Новый всплеск, и по бедрам, привычным теплом, пробежала влага. Послеродовые кровотечения, обычно, убивают человеческих женщин мгновенно, но в том, что ты не совсем человек иногда есть свои плюсы. Вот и сейчас — у нее еще есть время, пока солнце не зайдет за край земли. Жалеет ли она? Нет, ни капли. Она могла бы выбрать другой путь, и жить вечно, молодой и красивой. Отец умолял, ругался, грозился запереть, и даже запирал. Но она напомнила отцу о том, что у нее есть свобода. Свобода выбора. И она сделала выбор.

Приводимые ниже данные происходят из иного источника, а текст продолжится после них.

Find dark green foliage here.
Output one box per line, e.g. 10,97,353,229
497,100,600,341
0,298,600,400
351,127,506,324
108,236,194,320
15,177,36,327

Маленький рыжий зверек с полосатой спиной забрался на подоконник, легко спрыгнул в горницу и превратился в высокую, светловолосую женщину, одетую в расшитую лентами, бисером и бахромой длинную синюю юбку, и простенькую белую блузку — «крестьянку». На руках блестели рукодельные фенечки всех видов, цветов и техник — тут был и бисер, и нитки, и кожа, и даже металл разного вида и достоинства.